Tiga puluh dua

3.2K 415 18
                                    

Rembulan masih setia memancarkan cahayanya ditemani beberapa bintang yang nampak bersinar begitu terang di atas sana. Angin yang berhembus membuat suasana semakin terasa sunyi dan menenangkan.

Namun, tidak dengan Haidan. Lelaki itu beringsut duduk bersandar di kepala ranjangnya, memijit pelipisnya pelan ketika merasa pusing itu kembali datang. Belum lagi sensasi menyengat yang ia rasakan di bagian pinggangnya. Ia menghela napas lelah, akhir-akhir ini ia benci malam. Ia benci saat malam tiba, karena rasa sakit yang sekarang menjadi teman setianya itu selalu datang.

Haidan mengerang pelan, mencengkram pinggang kanannya yang terasa begitu menyakitkan, padahal ia sudah meminum obatnya, namun belum juga bereaksi. Ia benci menjadi lemah, tapi bagaimanapun ia berusaha, ia akan selalu kalah dengan penyakitnya.

Haidan mendesah pelan, memikirkan tentang keputusannya yang telah memberitahu perihal sakitnya kepada sang kembaran dan juga Ibu. Walaupun secara tidak langsung mereka tahu dengan sendirinya, namun tetap saja Haidan berpikir bahwa keputusannya itu salah.

Bagaimana tidak, sebelum masuk ke dalam kamar dan memutuskan untuk tidur. Haidan tidak sengaja mendengar Ibu menangis sendirian di dalam kamarnya, Ibu menangis sembari menyebut nama kedua anak kembarnya. Ia pasti sudah melukai hati Ibunya.

“Maafin Haidan ya, Bu. Dari dulu Haidan cuma bisa nyusahin Ibu,” gumam Haidan pelan.

Haidan kembali merebahkan tubuhnya, menutupinya dengan selimut hingga batas dadanya. Sakitnya masih terasa, namun rasa kantuk itu tiba-tiba datang, membuat ia ingin segera memejamkan kedua mata indahnya, mungkin ini efek obat yang minum.

•••••

Pagi ini cuaca terlihat lebih cerah dari biasanya, membuat sebagian orang lebih bersemangat menjalani aktivitas paginya. Seperti pasangan Ibu dan anak yang terlihat sedang sibuk di dapur rumah mereka. Ibu sedang memasak sarapan untuk kedua anaknya, sedangkan si sulung sedang membantu Ibu menyiapkan meja makan.

“Abang, tolong bangunin Haidan. Udah siang masih aja tidur, bilang suruh sarapan.” koar Ibu yang sedang menuangkan makanannya ke dalam piring.

“Iya, Bu.”

Langkah kakinya terhenti tepat di pertengahan anak tangga ketika ia melihat Haidan yang baru saja keluar kamar dan berjalan menuruni tangga.

“Baru aja mau gue bangunin.”

Hanan kembali berjalan menuju dapur, “Haidan udah bangun tuh, Bu. Ayo makan.”

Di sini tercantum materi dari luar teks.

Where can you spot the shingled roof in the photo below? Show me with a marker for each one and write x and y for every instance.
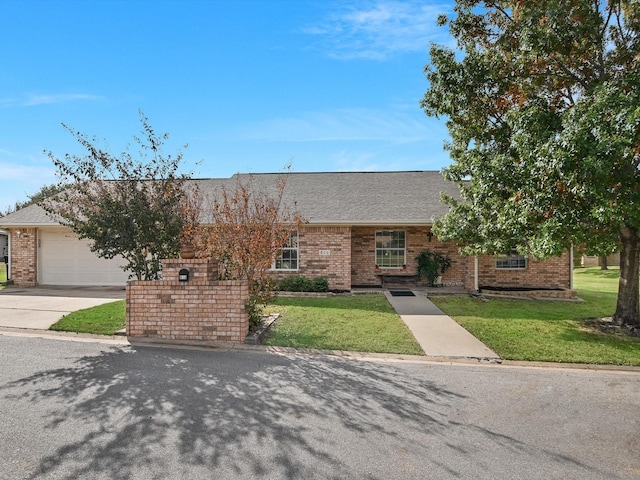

Ibu hanya mengangguk dan meletakan sarapannya ke atas meja. Haidan masih terdiam menatap Hanan dan juga Ibu yang terlihat begitu semangat menyajikan sarapan.

“Lo ngapain sih disitu, sini makan!” celetuk Hanan.

“Sini, Nak.” ajak Ibu.

Haidan masih diam, bukannya ia tidak mau ikut bergabung bersama mereka, namun tiba-tiba tubuhnya terasa begitu lemas, kepalanya juga pusing sehingga Ibu dan juga Hanan yang ada di depannya terlihat berbayang. Rasanya jika ia maju satu langkah saja pasti tubuhnya itu akan ambruk seketika.

Hanan melihat bahwa Haidan tidak baik-baik saja, apalagi raut wajah sang adik yang terlihat begitu pucat.

“Dan?” Hanan bernajak dari kursi, menyusul Haidan.

“HAIDAN!!!”

Hanan berlari, menangkap tubuh adiknya yang tiba-tiba saja ambruk, untung saja Hanan sempat menangkap tubuh Haidan sebelum jatuh dan menghantam dinginnya lantai. Mata iti terpejam, dapat Hanan rasakan suhu tubuh Haidan begitu tinggi ketika kulit mereka bersentuhan.